By Stephen King, Founder at SocialBusiness.org
A critical problem in the social sector is measurement of the benefit that they have created in the system. For non-profits and charities the donors and government grants are looking for clear measurement of social impact; and those that can demonstrate the impact are more likely to get initial and future funding. The companies will measure market, operational and financial performance, in addition they will also need to understand their social performance. This extra dimension of measurement is what makes these companies so valuable, and also adds the complexity.
First coined in 1994, the triple bottom line (http://en.wikipedia.org/wiki/Triple_bottom_line) was used widely in the environmental sector in the late 1990s. It is now being more widely used across the social sectors as more sophisticated measurement tools are available to describe and track the impact of these companies. The concept allows companies to measure their full cost accounting; as social impacts are taken into the balance sheet, companies will make different decisions. Social entrepreneurship companies, as described in the first blog, do not suffer from this measurement problem nearly as much as others. These types of companies are driven much more by market forces and their measurement of profit decides whether their products or services are seen as valuable in the market place. This brings up other issues regarding how socially focused these companies are, although this is a demarcation issue for tax laws mainly.

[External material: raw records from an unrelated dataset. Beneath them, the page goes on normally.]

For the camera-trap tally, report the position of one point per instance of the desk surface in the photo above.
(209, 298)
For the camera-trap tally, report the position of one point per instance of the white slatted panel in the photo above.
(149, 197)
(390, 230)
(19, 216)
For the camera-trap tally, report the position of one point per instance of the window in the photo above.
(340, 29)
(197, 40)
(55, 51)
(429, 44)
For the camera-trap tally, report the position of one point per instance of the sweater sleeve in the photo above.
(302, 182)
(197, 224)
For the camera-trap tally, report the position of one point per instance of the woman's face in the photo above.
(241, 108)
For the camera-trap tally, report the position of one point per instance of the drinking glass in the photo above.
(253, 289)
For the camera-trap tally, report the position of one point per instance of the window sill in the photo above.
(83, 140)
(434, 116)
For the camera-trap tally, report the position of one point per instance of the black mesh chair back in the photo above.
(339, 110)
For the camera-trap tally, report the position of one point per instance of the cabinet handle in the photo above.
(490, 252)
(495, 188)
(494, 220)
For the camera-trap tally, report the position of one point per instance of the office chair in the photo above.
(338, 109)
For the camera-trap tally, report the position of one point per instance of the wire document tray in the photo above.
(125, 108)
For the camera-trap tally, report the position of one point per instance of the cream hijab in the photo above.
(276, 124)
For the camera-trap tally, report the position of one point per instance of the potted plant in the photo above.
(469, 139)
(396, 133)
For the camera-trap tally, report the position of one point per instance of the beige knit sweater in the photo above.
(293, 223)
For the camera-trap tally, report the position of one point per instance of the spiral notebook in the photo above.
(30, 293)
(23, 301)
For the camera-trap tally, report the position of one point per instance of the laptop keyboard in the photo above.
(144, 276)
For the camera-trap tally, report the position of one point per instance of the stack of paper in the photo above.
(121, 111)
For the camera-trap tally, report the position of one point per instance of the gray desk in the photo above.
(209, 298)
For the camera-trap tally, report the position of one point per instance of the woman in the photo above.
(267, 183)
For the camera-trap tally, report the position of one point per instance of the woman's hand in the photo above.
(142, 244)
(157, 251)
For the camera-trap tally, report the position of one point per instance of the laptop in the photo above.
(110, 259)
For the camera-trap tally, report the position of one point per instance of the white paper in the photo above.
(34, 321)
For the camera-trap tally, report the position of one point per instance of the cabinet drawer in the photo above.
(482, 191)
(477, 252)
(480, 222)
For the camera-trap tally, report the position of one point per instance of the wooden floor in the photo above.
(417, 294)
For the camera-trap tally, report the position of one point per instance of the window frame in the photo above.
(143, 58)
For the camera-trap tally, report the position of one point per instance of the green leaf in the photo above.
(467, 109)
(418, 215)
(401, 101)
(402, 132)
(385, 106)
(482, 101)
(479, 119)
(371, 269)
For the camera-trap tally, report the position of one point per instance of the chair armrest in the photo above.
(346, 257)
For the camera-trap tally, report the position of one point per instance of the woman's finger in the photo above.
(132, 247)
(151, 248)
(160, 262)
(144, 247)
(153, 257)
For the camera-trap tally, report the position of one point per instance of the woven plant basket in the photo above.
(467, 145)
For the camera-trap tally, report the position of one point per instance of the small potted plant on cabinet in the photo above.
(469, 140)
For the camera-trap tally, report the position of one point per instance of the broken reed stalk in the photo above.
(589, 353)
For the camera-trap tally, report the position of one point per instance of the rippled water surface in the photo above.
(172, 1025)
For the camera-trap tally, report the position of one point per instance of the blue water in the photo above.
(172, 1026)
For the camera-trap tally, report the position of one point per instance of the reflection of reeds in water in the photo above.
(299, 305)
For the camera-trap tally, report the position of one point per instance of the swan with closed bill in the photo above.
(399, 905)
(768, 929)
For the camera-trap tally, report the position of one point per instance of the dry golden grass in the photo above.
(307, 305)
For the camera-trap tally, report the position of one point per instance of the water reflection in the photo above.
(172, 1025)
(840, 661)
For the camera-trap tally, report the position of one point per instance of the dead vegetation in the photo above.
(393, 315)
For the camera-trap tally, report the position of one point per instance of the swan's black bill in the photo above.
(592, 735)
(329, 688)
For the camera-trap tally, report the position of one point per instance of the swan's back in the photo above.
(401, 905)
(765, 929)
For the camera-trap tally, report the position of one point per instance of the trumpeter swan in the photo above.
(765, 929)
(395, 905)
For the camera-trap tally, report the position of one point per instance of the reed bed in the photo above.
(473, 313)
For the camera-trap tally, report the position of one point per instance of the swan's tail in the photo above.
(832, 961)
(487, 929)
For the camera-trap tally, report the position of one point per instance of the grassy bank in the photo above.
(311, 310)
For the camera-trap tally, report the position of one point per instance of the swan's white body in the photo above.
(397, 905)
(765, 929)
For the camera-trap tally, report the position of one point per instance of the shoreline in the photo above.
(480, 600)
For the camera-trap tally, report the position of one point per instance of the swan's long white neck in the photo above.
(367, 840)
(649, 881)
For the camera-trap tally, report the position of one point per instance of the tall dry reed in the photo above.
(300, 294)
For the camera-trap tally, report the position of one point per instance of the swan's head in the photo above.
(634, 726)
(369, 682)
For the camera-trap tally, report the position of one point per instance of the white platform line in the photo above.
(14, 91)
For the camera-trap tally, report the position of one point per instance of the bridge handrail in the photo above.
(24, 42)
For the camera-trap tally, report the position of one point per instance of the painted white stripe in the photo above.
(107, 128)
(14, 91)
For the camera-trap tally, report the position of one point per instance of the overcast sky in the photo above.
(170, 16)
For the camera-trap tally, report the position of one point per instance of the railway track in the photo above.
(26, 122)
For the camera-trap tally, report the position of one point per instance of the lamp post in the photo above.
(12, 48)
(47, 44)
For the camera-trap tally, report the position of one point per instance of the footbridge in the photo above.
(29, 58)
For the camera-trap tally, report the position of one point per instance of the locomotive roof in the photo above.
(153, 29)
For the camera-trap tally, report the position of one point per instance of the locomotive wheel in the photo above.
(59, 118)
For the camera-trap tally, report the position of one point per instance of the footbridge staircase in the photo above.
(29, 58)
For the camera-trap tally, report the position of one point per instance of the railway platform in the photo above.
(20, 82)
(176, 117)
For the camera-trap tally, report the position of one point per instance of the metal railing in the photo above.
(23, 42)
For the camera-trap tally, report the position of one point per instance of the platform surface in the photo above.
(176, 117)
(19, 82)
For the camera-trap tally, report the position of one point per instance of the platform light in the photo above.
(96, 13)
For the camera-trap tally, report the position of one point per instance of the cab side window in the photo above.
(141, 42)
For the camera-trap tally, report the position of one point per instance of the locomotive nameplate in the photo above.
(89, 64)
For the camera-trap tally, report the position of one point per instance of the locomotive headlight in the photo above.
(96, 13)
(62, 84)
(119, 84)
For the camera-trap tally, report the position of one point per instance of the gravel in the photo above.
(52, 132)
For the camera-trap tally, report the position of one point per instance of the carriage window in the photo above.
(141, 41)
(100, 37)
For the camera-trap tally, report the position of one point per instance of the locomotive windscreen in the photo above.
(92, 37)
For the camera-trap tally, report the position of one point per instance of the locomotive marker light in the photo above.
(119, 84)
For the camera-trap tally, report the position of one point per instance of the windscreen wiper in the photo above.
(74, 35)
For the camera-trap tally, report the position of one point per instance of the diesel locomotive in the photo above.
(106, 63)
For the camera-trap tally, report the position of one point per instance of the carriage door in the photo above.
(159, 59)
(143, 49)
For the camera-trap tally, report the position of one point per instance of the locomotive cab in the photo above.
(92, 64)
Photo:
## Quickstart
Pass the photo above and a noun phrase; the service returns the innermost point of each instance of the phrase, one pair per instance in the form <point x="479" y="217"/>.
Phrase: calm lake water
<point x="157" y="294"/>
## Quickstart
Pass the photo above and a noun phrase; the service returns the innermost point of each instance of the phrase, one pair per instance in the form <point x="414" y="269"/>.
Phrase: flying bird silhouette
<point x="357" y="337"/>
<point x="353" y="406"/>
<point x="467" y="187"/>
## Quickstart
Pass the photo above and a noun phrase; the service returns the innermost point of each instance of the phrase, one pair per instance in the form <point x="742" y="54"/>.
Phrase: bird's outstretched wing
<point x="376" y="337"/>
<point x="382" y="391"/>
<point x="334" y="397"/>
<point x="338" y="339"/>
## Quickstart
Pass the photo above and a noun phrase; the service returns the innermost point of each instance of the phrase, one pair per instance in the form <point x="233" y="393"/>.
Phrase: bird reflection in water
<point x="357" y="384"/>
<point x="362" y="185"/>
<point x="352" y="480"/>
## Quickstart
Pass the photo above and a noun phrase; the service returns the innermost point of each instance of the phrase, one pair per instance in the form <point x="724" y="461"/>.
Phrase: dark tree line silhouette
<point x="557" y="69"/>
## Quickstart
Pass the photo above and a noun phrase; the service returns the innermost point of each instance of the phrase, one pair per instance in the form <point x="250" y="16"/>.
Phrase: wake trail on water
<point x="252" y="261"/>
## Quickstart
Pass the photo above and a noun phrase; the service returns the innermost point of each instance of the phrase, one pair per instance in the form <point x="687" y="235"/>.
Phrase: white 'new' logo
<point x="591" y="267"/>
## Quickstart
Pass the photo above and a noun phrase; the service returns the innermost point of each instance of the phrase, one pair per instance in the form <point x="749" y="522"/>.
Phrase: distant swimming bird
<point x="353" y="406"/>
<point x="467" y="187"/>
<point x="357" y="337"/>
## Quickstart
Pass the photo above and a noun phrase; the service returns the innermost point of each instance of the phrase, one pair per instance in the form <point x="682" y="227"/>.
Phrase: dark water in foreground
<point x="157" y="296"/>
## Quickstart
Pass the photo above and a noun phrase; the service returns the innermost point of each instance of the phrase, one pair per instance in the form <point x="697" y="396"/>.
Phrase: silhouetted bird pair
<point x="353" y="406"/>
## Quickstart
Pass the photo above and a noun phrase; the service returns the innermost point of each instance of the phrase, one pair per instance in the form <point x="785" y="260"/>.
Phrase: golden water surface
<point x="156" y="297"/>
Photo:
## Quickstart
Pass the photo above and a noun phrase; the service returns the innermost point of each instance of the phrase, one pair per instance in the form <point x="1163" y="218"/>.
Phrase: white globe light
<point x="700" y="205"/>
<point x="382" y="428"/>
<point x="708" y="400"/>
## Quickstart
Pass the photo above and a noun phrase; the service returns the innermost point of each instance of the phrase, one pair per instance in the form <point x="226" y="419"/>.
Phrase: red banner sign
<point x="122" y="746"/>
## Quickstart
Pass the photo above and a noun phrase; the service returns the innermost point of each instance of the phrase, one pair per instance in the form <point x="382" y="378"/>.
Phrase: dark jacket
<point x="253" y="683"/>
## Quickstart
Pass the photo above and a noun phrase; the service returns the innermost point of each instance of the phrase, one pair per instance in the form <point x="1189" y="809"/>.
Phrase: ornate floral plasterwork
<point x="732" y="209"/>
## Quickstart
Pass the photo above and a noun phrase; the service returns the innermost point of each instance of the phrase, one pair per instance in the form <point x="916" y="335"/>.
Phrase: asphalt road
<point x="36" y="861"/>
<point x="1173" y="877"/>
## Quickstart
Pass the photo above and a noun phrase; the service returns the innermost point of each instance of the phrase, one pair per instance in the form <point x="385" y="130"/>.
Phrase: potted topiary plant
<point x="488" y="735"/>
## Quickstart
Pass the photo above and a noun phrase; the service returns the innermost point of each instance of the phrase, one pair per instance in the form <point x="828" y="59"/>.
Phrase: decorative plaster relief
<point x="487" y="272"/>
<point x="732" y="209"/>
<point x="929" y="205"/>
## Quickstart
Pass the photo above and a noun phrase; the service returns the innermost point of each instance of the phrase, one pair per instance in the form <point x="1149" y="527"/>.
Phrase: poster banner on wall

With this framework in place, it allows these types of companies to adopt many of the business principles and approaches to managing their business. They should not be bashful of bringing over all of the strategy and processes that have been used for decades in the business world. Having customers, tracking market share, investing based on ROI, keeping fixed costs low, these are all acceptable ways to run the business. To push it further, having 6 figure director salaries, 15% profit margins and going after your competitors even if they are public sector is also acceptable; as long as the social impact is being improved by more customers being served with an increased quality, this new venture is adding value to community.
While measurement is still a critical issue for these companies, by being more market driven they resolve some of the more complicated measurement challenges. If they continue to offer great products & services and restore equality to the social systems then the market will reward them with customers and profits.